Was es wirklich heißt, eine Straßenbahn zu fahren, weiß in der Runde aktuell noch einer besser als wir anderen: Fahrlehrer Marvin bringt fast zehn Jahre Berufserfahrung mit. Er hat 2015 – gleich nach seinem Schulabschluss – die Ausbildung zur Fachkraft im Fahrbetrieb (FiF) bei uns angefangen, ist dann Bus und Bahn gefahren, hat in der Ausfahrt und als Lehrfahrer gearbeitet. Seit einem Monat ist jetzt seine Ausbildung zum Fahrlehrer beendet und er darf ganz offiziell die zukünftigen Kolleg*innen im Straßenbahnbereich ausbilden. Ob er noch nervös ist vor so einer Schicht? Keine Spur. Er ist gut vorbereitet und nimmt, was da kommt, ganz locker. Was auffällt: Marvin ist deutlich jünger als die anderen. Aber das spielt in dieser Runde gar keine Rolle – hier zählt das Know-how und davon bringt er einiges mit.
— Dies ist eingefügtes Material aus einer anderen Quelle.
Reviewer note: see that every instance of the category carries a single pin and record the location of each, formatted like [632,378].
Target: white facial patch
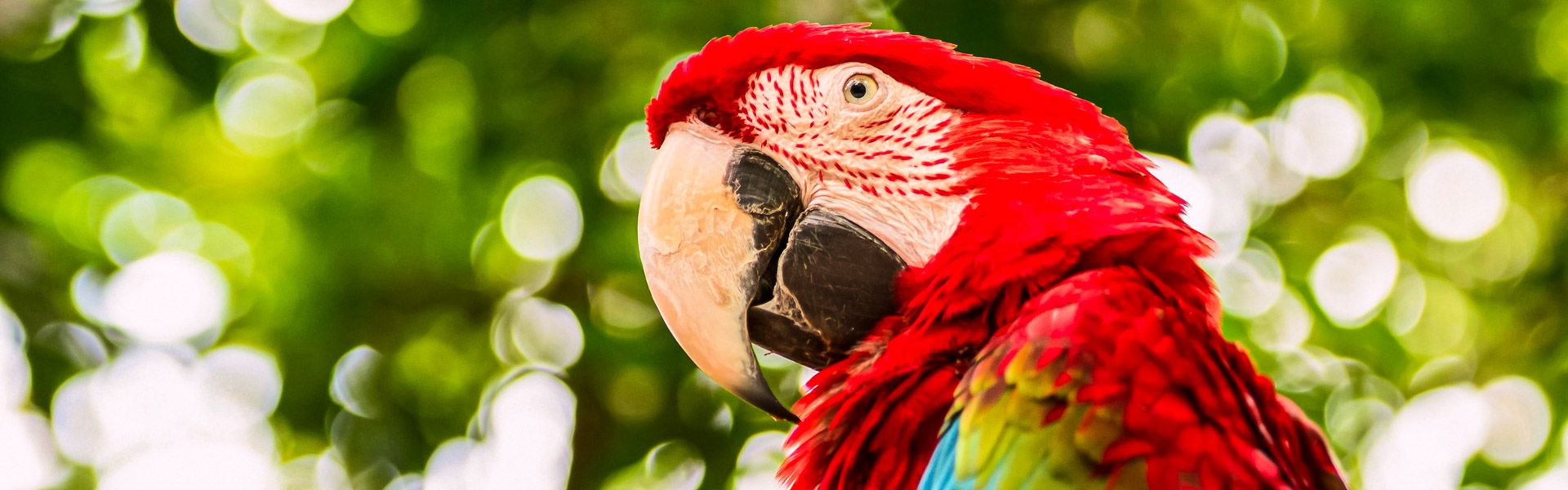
[879,161]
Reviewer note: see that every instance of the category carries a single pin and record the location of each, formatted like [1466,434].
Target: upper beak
[705,255]
[731,260]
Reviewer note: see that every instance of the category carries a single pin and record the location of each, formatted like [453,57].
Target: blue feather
[941,473]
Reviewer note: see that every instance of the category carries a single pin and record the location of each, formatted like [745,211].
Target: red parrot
[996,291]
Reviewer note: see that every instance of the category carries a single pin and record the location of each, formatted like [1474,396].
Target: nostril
[709,117]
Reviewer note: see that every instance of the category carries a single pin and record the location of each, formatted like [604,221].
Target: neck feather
[872,420]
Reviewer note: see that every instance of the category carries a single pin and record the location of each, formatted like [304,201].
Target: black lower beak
[734,260]
[835,283]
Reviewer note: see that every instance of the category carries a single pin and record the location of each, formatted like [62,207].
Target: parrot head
[816,180]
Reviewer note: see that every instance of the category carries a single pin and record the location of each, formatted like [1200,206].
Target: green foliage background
[373,224]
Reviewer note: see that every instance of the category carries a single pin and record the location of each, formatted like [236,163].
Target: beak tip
[761,396]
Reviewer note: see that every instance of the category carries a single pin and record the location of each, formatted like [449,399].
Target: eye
[860,88]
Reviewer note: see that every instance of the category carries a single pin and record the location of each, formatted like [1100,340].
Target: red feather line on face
[710,82]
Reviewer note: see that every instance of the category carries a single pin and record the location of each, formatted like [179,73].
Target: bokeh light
[167,297]
[541,219]
[1455,195]
[1353,278]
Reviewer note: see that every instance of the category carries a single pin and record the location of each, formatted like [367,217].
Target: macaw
[996,291]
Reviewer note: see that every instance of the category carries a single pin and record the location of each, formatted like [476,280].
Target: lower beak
[706,248]
[731,260]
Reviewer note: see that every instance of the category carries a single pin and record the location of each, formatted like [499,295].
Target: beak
[706,248]
[731,260]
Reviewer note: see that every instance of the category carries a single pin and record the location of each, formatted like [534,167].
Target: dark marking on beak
[835,283]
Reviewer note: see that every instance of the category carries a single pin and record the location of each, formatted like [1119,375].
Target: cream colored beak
[703,261]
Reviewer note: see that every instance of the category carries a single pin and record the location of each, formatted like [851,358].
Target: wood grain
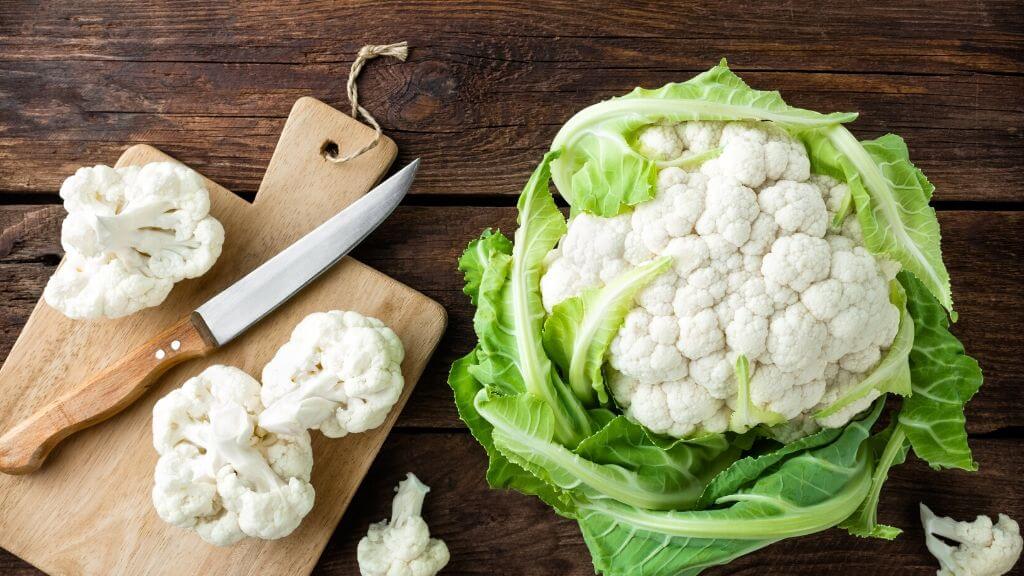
[419,246]
[25,447]
[487,84]
[117,531]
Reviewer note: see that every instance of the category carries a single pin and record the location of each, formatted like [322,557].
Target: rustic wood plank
[495,533]
[920,37]
[419,246]
[488,84]
[957,137]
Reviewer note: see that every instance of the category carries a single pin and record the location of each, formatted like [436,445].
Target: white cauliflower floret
[796,207]
[591,252]
[985,548]
[699,136]
[403,546]
[729,210]
[659,142]
[676,408]
[757,274]
[645,347]
[220,475]
[797,261]
[130,234]
[340,373]
[654,223]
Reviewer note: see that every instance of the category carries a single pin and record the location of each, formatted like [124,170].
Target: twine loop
[397,50]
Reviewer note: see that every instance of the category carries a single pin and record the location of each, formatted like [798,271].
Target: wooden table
[485,88]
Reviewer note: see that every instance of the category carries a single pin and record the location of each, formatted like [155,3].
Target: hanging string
[398,50]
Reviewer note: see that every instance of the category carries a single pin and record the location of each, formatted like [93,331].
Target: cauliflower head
[130,234]
[985,548]
[403,546]
[218,472]
[340,372]
[759,273]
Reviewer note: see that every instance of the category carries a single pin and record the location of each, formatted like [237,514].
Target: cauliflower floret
[699,136]
[659,142]
[339,373]
[757,273]
[655,223]
[130,234]
[645,346]
[797,261]
[985,548]
[676,408]
[591,253]
[403,546]
[729,210]
[796,207]
[217,472]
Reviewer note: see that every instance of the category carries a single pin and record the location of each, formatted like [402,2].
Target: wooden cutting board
[88,509]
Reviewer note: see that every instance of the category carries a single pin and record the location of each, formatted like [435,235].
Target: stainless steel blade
[259,292]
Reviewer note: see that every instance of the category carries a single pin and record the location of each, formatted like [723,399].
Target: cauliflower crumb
[985,548]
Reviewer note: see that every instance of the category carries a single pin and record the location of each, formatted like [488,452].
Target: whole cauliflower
[758,273]
[340,372]
[130,234]
[985,548]
[403,546]
[218,474]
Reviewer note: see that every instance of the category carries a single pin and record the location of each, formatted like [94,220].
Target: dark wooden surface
[485,88]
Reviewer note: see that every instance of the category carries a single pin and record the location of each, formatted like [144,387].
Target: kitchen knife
[215,323]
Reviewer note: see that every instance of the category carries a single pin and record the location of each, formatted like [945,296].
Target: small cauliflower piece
[130,234]
[403,546]
[985,548]
[340,373]
[217,472]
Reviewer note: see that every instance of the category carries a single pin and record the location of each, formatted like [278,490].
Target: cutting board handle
[25,447]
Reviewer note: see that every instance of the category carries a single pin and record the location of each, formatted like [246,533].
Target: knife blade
[258,293]
[216,322]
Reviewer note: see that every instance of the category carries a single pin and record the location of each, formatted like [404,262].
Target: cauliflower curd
[759,273]
[130,235]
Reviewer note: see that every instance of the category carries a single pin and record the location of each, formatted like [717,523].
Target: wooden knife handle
[24,448]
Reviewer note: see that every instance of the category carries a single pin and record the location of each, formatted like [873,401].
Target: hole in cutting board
[330,150]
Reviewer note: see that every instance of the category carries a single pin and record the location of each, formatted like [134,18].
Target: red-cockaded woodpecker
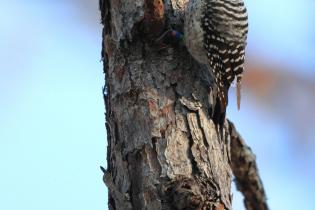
[215,34]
Fahrlehrer Marvin wiederholt noch einmal das Thema Signale.

Von Tunneln, Signalen und anderen Stolperfallen

Dann geht‘s los. Thema heute: Zugsicherung. Erstmal gibt’s eine Lernstandsabfrage: „Wie war das noch gleich? Wofür haben wir denn unsere Zugsicherung?“, fragt Marvin in die Gruppe. „Damit wir reibungslos und sicher durch den Tunnel kommen.“, erwidert Admir wie aus der Pistole geschossen. „Nur durch den Tunnel oder gibt es auch oberirdische Streckenabschnitte mit Zugsicherung?“, hakt der Fahrlehrer nach. Natürlich gibt es die, aber ausschließlich auf der U35 CampusLinie.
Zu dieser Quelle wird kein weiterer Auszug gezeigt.